Our proof that the spectrum of a bounded operator is always non-empty uses Liouville's Theorem and the Hahn-Banach Theorem, specifically the consequence of the latter asserting that the intersection of the kernels of all the bounded linear functionals on a normed linear space is $$$\mathopen{}\left\{\, 0\,\right\}\mathclose{}$$$.

Theorem II.41

The spectrum $$$\mathop{\sigma}\mathopen{}\left( T\right)\mathclose{}$$$ is nonempty for every $$$T\in \mathcal{L}\mathopen{}\left( X\right)\mathclose{}$$$.

Proof.
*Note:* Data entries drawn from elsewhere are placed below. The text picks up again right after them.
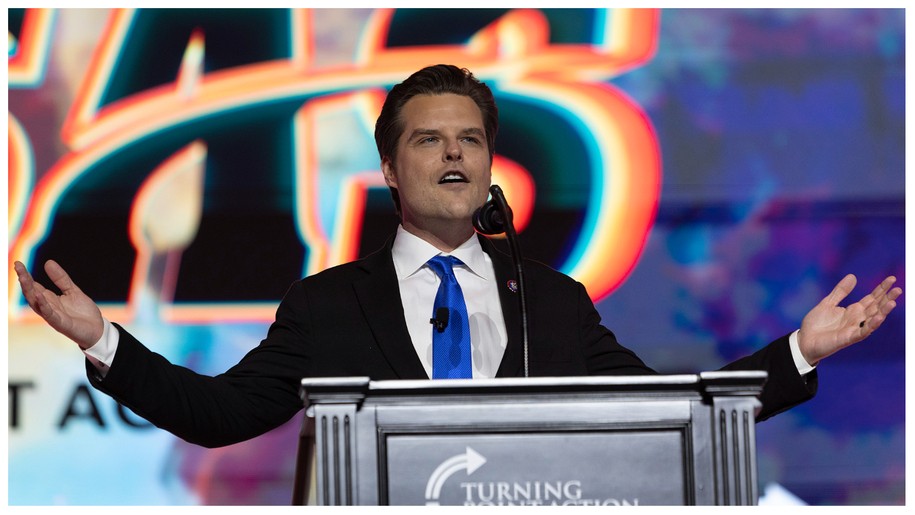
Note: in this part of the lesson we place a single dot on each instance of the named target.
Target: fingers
(59, 277)
(26, 283)
(35, 294)
(838, 294)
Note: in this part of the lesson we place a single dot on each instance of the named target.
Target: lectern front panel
(568, 468)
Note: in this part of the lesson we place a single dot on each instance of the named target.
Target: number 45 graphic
(282, 101)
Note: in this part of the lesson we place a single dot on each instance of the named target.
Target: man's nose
(454, 152)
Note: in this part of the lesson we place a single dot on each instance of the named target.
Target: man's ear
(387, 168)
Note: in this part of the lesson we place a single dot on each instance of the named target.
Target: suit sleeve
(256, 395)
(785, 387)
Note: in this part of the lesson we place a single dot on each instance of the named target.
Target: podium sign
(632, 440)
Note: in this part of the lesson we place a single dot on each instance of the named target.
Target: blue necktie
(451, 343)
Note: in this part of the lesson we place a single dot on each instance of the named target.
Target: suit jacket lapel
(513, 360)
(379, 296)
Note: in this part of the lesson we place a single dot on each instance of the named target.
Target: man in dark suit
(435, 137)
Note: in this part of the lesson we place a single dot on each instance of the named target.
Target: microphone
(440, 322)
(495, 217)
(488, 218)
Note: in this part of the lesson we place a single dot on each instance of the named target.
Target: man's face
(442, 168)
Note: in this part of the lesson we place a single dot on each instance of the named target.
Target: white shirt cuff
(101, 354)
(803, 367)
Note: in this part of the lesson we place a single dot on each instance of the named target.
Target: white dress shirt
(419, 284)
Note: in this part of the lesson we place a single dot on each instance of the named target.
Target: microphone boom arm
(487, 221)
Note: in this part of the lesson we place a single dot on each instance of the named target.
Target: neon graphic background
(708, 174)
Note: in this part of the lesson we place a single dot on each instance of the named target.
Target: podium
(607, 440)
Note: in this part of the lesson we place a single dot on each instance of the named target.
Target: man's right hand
(72, 313)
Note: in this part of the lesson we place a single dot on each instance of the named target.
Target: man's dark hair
(432, 80)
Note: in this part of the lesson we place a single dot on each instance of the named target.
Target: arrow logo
(471, 460)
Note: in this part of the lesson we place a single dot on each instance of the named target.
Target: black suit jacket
(348, 321)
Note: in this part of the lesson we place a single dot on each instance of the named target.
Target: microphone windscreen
(487, 219)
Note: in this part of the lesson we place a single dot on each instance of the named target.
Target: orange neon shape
(513, 54)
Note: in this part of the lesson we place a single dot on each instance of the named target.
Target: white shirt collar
(410, 253)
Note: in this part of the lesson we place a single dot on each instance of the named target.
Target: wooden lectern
(628, 440)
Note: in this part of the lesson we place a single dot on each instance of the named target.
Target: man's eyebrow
(435, 132)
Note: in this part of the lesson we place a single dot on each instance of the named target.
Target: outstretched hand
(72, 313)
(829, 328)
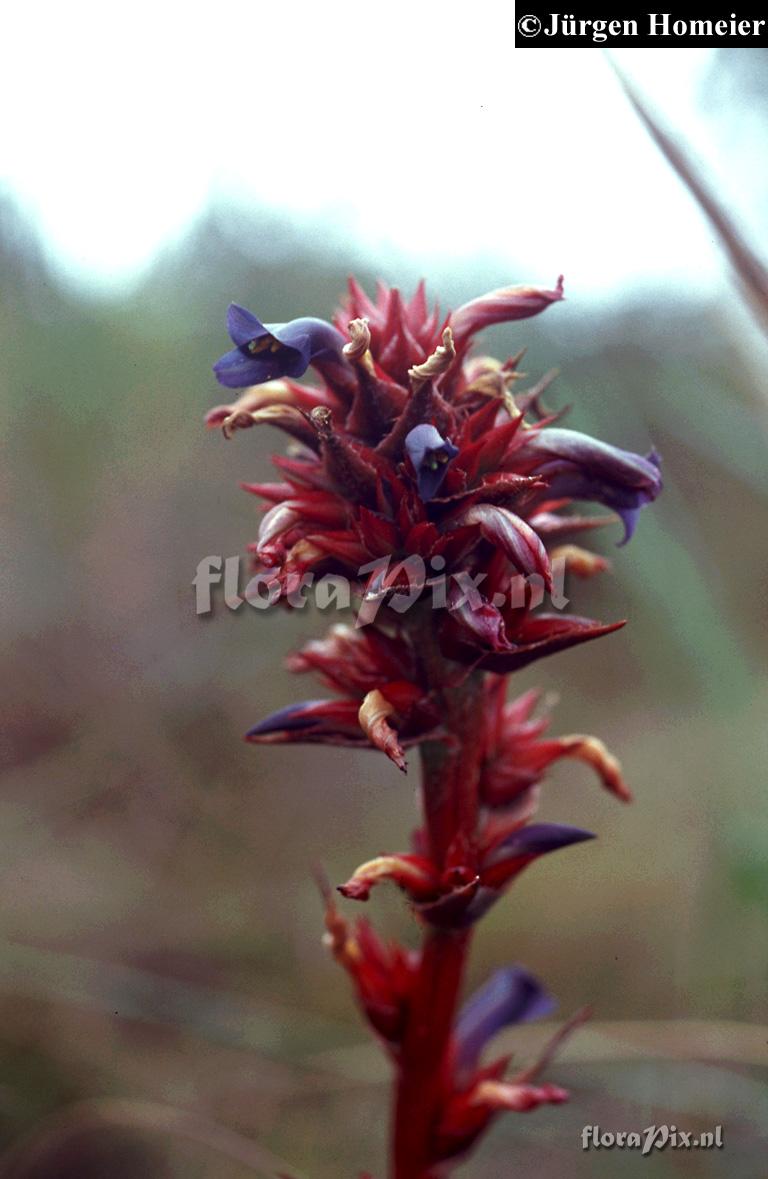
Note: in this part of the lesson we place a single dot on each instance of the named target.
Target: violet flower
(266, 351)
(585, 468)
(430, 454)
(511, 995)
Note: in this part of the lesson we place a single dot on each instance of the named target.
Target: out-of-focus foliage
(161, 931)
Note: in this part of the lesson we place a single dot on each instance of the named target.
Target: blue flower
(511, 995)
(266, 351)
(430, 454)
(583, 468)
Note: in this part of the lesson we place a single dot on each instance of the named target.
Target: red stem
(451, 776)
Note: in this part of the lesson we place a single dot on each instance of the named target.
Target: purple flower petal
(511, 995)
(267, 351)
(583, 468)
(431, 455)
(243, 325)
(536, 840)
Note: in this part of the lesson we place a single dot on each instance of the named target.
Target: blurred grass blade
(41, 1147)
(749, 268)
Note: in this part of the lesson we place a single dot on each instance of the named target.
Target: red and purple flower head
(446, 499)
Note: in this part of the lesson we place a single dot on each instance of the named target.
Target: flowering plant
(413, 449)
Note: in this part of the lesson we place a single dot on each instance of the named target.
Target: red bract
(444, 498)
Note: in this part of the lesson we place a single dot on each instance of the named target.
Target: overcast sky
(414, 127)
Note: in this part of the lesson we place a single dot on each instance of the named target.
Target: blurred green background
(161, 929)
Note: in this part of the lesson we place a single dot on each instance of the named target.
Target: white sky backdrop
(412, 126)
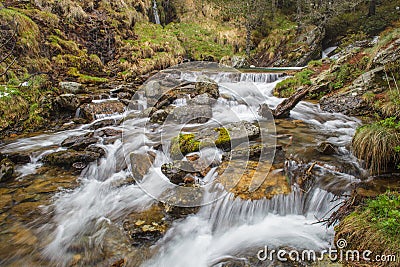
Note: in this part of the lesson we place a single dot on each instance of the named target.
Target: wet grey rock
(103, 123)
(110, 132)
(204, 85)
(256, 152)
(67, 158)
(6, 170)
(202, 99)
(96, 149)
(161, 115)
(17, 157)
(153, 89)
(327, 148)
(79, 142)
(178, 171)
(90, 110)
(72, 87)
(192, 114)
(141, 163)
(68, 101)
(84, 98)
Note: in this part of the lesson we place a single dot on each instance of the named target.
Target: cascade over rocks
(67, 158)
(68, 101)
(90, 110)
(79, 142)
(6, 170)
(225, 138)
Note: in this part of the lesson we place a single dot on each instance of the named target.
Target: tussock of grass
(391, 107)
(375, 144)
(375, 226)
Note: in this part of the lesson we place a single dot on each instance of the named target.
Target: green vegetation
(188, 143)
(375, 144)
(384, 212)
(375, 226)
(202, 43)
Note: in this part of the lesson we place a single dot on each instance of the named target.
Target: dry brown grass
(375, 144)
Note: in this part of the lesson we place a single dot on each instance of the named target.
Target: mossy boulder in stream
(71, 158)
(6, 170)
(226, 137)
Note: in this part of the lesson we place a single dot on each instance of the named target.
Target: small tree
(248, 13)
Suppose $$$T\in \mathcal{L}\mathopen{}\left( X\right)\mathclose{}$$$ has empty spectrum. That is, $$$λ-T\in { \mathcal{L}\mathopen{}\left( X\right)\mathclose{} }^{-1}$$$ for all $$$λ\in \mathbb{C}$$$. Take $$$φ\in {\mathcal{L}\mathopen{}\left( X\right)\mathclose{}}^{*}$$$ and consider $$$f\mathopen{}\left( λ\right)\mathclose{}= φ\mathopen{}\left( { \mathopen{}\left(λ-T\right)\mathclose{} }^{-1}\right)\mathclose{}$$$. It follows from Proposition II.40 and the continuity of $$$φ$$$ that $$$f$$$ is analytic on $$$\mathbb{C}$$$ (with derivative $$$f' \mathopen{}\left( λ\right)\mathclose{}= {-} φ\mathopen{}\left( {\mathopen{}\left(λ-T\right)\mathclose{}}^{{-}2}\right)\mathclose{}$$$). Furthermore, $$$\lim_{\mathopen{}\left\lvert{}λ\right\rvert\mathclose{}\to\infty}{}\mathopen{}\left\lvert{}f\mathopen{}\left( λ\right)\mathclose{}\right\rvert\mathclose{}= 0$$$ by Proposition II.40 — so $$$f$$$ is bounded on $$$\mathbb{C}$$$. Then, by Liouville's Theorem, $$$f$$$ must be constant — and so $$$f\equiv 0$$$. This means for all $$$λ\in \mathbb{C}$$$ and for all $$$φ\in \mathcal{L}\mathopen{}\left( X\right)\mathclose{}^{*}$$$, we have $$$φ\mathopen{}\left( {\mathopen{}\left(λ-T\right)\mathclose{}}^{-1}\right)\mathclose{}= 0$$$.

It follows from the Hahn-Banach Theorem that $$${\mathopen{}\left(λ-T\right)\mathclose{}}^{-1}= 0$$$ for every $$$λ$$$, which is impossible.